If not enough improvement is made within this timeframe so that there is still a rating of inadequate for any key question or overall, we will take action in line with our enforcement procedures to begin the process of preventing the provider from operating this service. This will lead to cancelling their registration or to varying the terms of their registration within six months if they do not improve. This service will continue to be kept under review and, if needed, could be escalated to urgent enforcement action. Where necessary, another inspection will be conducted within a further six months, and if there is not enough improvement so there is still a rating of inadequate for any key question or overall, we will take action to prevent the provider from operating this service. This will lead to cancelling their registration or to varying the terms of their registration.

For adult social care services the maximum time for being in special measures will usually be no more than 12months. If the service has demonstrated improvements when we inspect it and it is no longer rated as inadequate for any of the five key questions it will no longer be in special measures.

3 February 2014

During a routine inspection

We visited the office and spoke with the care delivery director, the manager, and five staff. We later spoke by telephone with seven people who used the service, six relatives or representatives and seven staff. The people we spoke with by telephone all lived or worked within the area covered by the Hythe location.

After speaking to people who used the service we spoke again to the manager and also the registered manager to give feedback and to discuss and request further information. The registered manager had recently left the service to manage another service owned by the same provider and was in the process of making the changes to her registration.

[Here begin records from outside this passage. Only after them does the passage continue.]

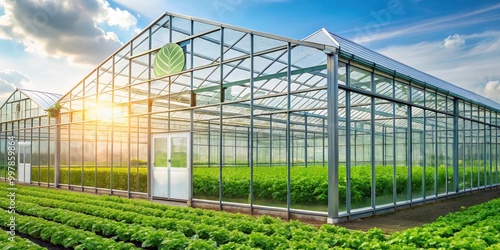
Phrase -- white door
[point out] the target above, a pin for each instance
(171, 163)
(24, 162)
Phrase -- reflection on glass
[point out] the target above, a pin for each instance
(178, 152)
(160, 154)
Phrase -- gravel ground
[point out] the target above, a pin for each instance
(419, 215)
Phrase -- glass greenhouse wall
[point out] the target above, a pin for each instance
(320, 126)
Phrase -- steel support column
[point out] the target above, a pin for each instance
(333, 135)
(455, 144)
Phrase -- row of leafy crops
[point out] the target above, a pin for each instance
(308, 185)
(84, 221)
(17, 242)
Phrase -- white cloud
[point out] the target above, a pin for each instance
(64, 28)
(118, 17)
(10, 80)
(471, 67)
(454, 41)
(491, 90)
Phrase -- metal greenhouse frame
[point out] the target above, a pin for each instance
(257, 123)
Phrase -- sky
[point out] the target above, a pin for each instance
(50, 45)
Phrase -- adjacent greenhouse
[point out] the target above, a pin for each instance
(220, 116)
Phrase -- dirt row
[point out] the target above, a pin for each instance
(422, 214)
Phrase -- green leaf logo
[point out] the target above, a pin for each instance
(169, 60)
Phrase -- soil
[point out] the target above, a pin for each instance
(419, 215)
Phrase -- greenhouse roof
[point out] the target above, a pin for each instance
(354, 50)
(43, 99)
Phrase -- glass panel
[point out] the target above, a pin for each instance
(160, 154)
(178, 152)
(21, 154)
(27, 154)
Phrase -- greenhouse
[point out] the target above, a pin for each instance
(233, 119)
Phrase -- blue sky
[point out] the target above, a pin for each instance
(52, 44)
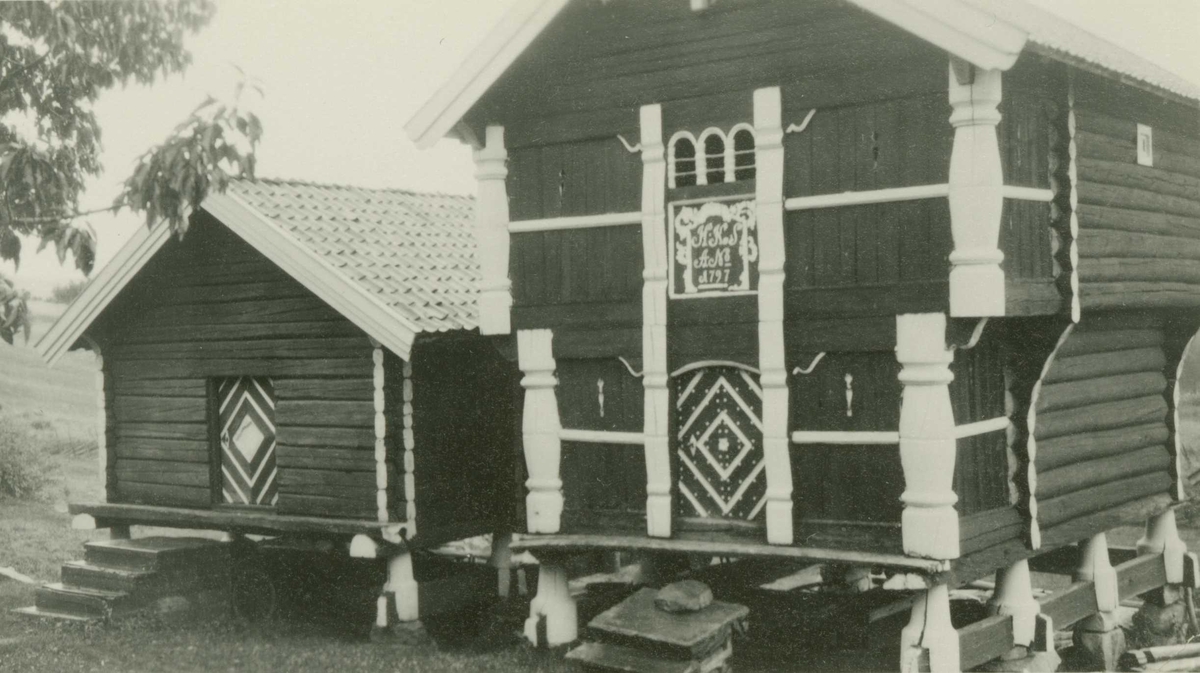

People told us that their privacy and dignity were respected and their independence was encouraged.

People we spoke with told us that they were satisfied with the care and support they received from care workers. People felt their care was personalised to their needs. One person said, 'The majority of the time it's great'. Another person said, 'It's good'. Some people felt the organisation and continuity of care workers could be improved. People were aware of their care plan folder (a records folder kept in their home), although not always of their care plan. We found that care plans contained information about people's needs and preferences.

People felt safe using the service and when staff were present in their home.

People were generally complimentary about the staff. They felt that the service usually recruited the right calibre of staff to meet their needs.

Most people said they had been asked for their views and feedback on the service provided. There were systems in place to monitor the quality of the service.